Auto-fix Job 3 risk surface — generated PRs could be wrong. Mitigated by hard allowlist on touchable files + type/test gates + Bridge catches anything that does ship.

Neutral

New D1 tables: grader_verdicts, grader_clusters, grader_calibration_samples. All cold path.
New cron triggers (5 added): grader-calibration, harness-job1-detect, harness-job4-verify, harness-job6-report, bridge-controller.
New CF Workflows (2 added): harness-investigate, harness-autofix.
Tool count unchanged by this ADR.

Alternatives considered

Continue with error_ledger only. Rejected — silent quality regressions stay invisible. Already the status quo and already failing on the “is the answer good” question.
Single-judge grader. Rejected — known self-preference bias when a Claude judge grades a Claude response. CREAO’s tri-judge mitigates this.
Synchronous grader in the request path. Rejected — adds 500ms-2s of judge latency to every user response. Violates invariant 10.
Run the harness as a third Worker. Rejected — invariant 1. The harness lives inside ascend-gateway-v5 (graders + Bridge) and ascend-context-worker (verdict aggregation if needed). Service Bindings between the two planes are sufficient.
Use a third-party eval vendor (Braintrust, Helicone, Galileo). Rejected — vendor lock-in on the load-bearing quality signal of the product. Also, they don’t ship the engineering pipeline (Component 2) or the Bridge (Component 3) — only the Grader. Building all three in-house is the moat.
Use Anthropic’s own MCP-side eval features. Anthropic does not currently ship a tri-judge eval primitive.

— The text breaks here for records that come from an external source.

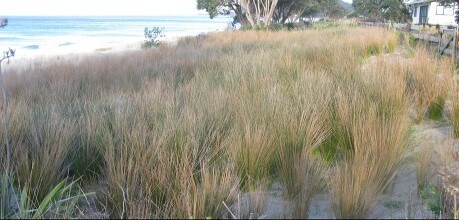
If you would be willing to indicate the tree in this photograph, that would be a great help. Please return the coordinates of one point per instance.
(331, 9)
(394, 10)
(6, 56)
(224, 7)
(258, 9)
(292, 9)
(248, 12)
(452, 2)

If they ship one in Q3 2026, revisit.

Reversal criteria

Roll back the harness if any one holds for 30 consecutive days:

Tri-judge consensus correlates >0.95 with claude-haiku alone, indicating no panel value.
Bridge aborts ≥30% of canaries with no real regression (false-positive overload).
Cost exceeds $200/mo (4× budget).
Mishaal weekly triage burden exceeds 2 hrs/wk on average.

If reversed, retain the verdicts table for offline analysis even if scoring stops.

Acceptance

Mishaal Murawala approves the architecture and authorizes Phase 4 implementation upon plan-first PR merge.